Se hizo un breve repaso de los temas bilaterales y se analizaron los diferentes puntos de vista relacionados con el futuro de Centroamérica y el Caribe. Regreso a Barajas y viaje de vuelta a casa en la aeronave Ilyushin 62, con el consiguiente berrinche de la derecha española.
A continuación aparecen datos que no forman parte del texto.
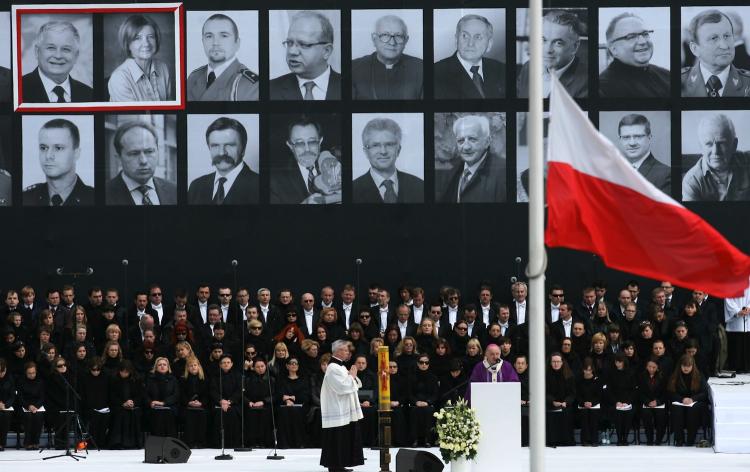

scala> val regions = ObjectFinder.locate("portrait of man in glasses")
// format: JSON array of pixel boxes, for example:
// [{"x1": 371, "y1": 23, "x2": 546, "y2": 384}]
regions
[
  {"x1": 599, "y1": 8, "x2": 670, "y2": 98},
  {"x1": 270, "y1": 10, "x2": 341, "y2": 100},
  {"x1": 352, "y1": 12, "x2": 424, "y2": 100}
]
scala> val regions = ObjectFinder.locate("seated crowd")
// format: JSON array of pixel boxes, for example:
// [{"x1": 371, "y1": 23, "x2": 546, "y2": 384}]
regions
[{"x1": 0, "y1": 281, "x2": 736, "y2": 449}]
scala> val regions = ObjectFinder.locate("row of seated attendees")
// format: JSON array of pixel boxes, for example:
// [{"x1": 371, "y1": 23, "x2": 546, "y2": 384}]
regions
[{"x1": 0, "y1": 282, "x2": 740, "y2": 448}]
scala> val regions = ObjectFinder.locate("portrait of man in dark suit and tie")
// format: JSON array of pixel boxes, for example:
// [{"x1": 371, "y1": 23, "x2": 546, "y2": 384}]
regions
[
  {"x1": 435, "y1": 114, "x2": 507, "y2": 203},
  {"x1": 352, "y1": 113, "x2": 424, "y2": 203},
  {"x1": 105, "y1": 115, "x2": 177, "y2": 206},
  {"x1": 270, "y1": 115, "x2": 341, "y2": 204},
  {"x1": 270, "y1": 10, "x2": 341, "y2": 100},
  {"x1": 19, "y1": 19, "x2": 93, "y2": 103},
  {"x1": 434, "y1": 9, "x2": 505, "y2": 100},
  {"x1": 188, "y1": 116, "x2": 259, "y2": 205}
]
Conviene resaltar que en aquellos años estas visitas rompían moldes, como sucedió con la del presidente de Estados Unidos, Ronald Reagan, el 6 de mayo de 1985, teniendo en cuenta que hablamos del encuentro oficial de un presidente republicano de derechas con el presidente de un Gobierno socialista, en un momento en el que el futuro de España dentro de la OTAN se deshojaba como las margaritas, a la vez que cientos de miles de personas participaban en manifestaciones contra la visita del presidente norteamericano a España, quemando banderas y muñecos del Tío Sam. ¡O sea, soponcio para la izquierda!
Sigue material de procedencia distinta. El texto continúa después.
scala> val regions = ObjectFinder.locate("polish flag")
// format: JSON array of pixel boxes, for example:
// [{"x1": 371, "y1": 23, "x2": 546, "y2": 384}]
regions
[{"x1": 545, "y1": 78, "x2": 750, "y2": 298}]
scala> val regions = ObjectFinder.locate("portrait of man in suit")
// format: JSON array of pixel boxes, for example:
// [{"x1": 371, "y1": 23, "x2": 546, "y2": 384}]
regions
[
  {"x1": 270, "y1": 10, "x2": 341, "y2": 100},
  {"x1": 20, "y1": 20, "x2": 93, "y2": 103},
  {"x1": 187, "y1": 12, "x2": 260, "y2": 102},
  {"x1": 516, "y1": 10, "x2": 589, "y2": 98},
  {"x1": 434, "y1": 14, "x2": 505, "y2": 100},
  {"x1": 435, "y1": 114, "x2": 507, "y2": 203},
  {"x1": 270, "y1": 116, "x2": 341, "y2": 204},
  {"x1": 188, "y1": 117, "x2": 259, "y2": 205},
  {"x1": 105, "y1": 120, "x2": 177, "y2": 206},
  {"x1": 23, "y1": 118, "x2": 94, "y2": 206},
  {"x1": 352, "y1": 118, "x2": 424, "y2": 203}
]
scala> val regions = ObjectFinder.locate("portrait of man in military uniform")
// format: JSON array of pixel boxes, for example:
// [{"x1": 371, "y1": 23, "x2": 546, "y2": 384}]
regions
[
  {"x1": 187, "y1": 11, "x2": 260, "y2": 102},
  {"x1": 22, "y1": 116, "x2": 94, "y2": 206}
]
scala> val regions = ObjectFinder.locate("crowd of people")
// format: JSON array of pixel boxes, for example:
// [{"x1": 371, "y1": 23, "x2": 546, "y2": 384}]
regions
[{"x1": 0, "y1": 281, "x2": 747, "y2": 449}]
Es curioso que pocos presidentes, como Reagan, hayan conseguido, al mismo tiempo y de manera rotunda, el desprecio europeo y la popularidad en su propio país. Los medios de comunicación del viejo continente le tachaban de imperialista, su pasado como actor era motivo de mofa constante y se le adjudicaba el prototipo de «paleto» americano, incapaz de entender la sensibilidad y la cultura europeas. Pero ahí estaba Felipe González, un verdadero malabarista de las relaciones internacionales, que lo mismo zurcía un roto que arreglaba un descosido. Desde la primera ocasión en que se entrevistaron en Washington, el 21 de junio de 1983, funcionó la química, y cuando acabaron la reunión ya eran «Felipe» y «Ron».

Reagan reflejó por escrito, casi día a día, su mandato (1981-1989), sus impresiones y vivencias en la Casa Blanca. Años después sus escritos se publicaron bajo el título Los diarios de Reagan y en ellos hablaba, entre otros muchos mandatarios, de Felipe González: «Funcionamos bien. Es un agudo y brillante joven con mucha personalidad, moderado y pragmático socialista. Le he reprendido un poco por lo de Centroamérica, pero le he contado todo sobre Nicaragua y no creo que se deje dominar por Ortega».
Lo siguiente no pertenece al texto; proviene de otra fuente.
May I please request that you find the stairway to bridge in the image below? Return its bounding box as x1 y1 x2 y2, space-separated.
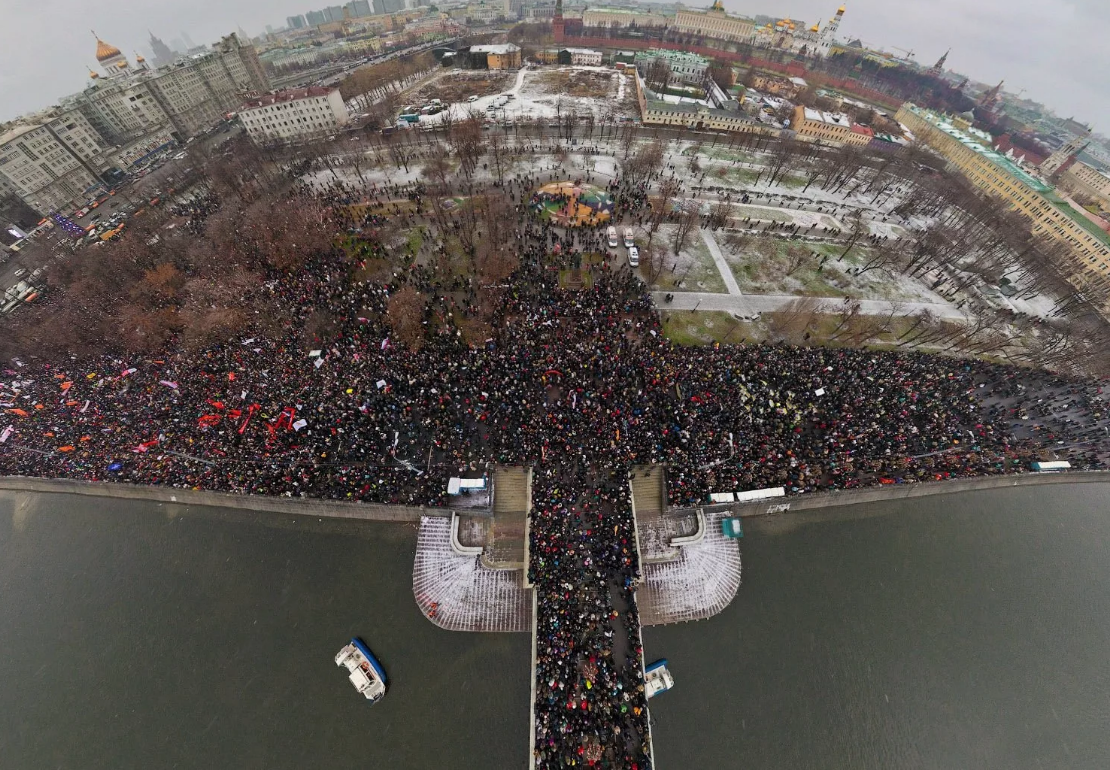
482 465 532 569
Uno de los aspectos más destacables de la personalidad de Reagan, aspecto que le acercó al pueblo norteamericano, fue, sin duda, su sentido del humor. Se reía sobre todo de sí mismo y de las críticas que recibía. En todas las fotos de los encuentros de ambos mandatarios aparecen los dos riendo abiertamente, y como Reagan era un optimista empedernido, contaba muchos chistes. Decía: «Saben el de los dos hermanos, pesimista el uno y optimista el otro, que reciben de sus padres sendos regalos de Navidad con la esperanza de que moderen sus radicales posturas. El primero, al ver tal montaña de juguetes, se echa a llorar sin consuelo, pensando que algún día se romperán, y el segundo, que recibe un montón de estiércol, exclama: "¡Seguro que debajo hay un poni!". Bueno, pues el del poni soy yo». Cuentan que el día en que fue objeto del atentado que casi le cuesta la vida —una de las balas que recibió se introdujo bajo su brazo izquierdo y se alojó en el pulmón, muy cerca del corazón—, estando ya en el hospital, le dijo a su esposa Nancy: «Cariño, mira que no agacharme...». Y a los médicos: «Por favor, díganme que son ustedes republicanos».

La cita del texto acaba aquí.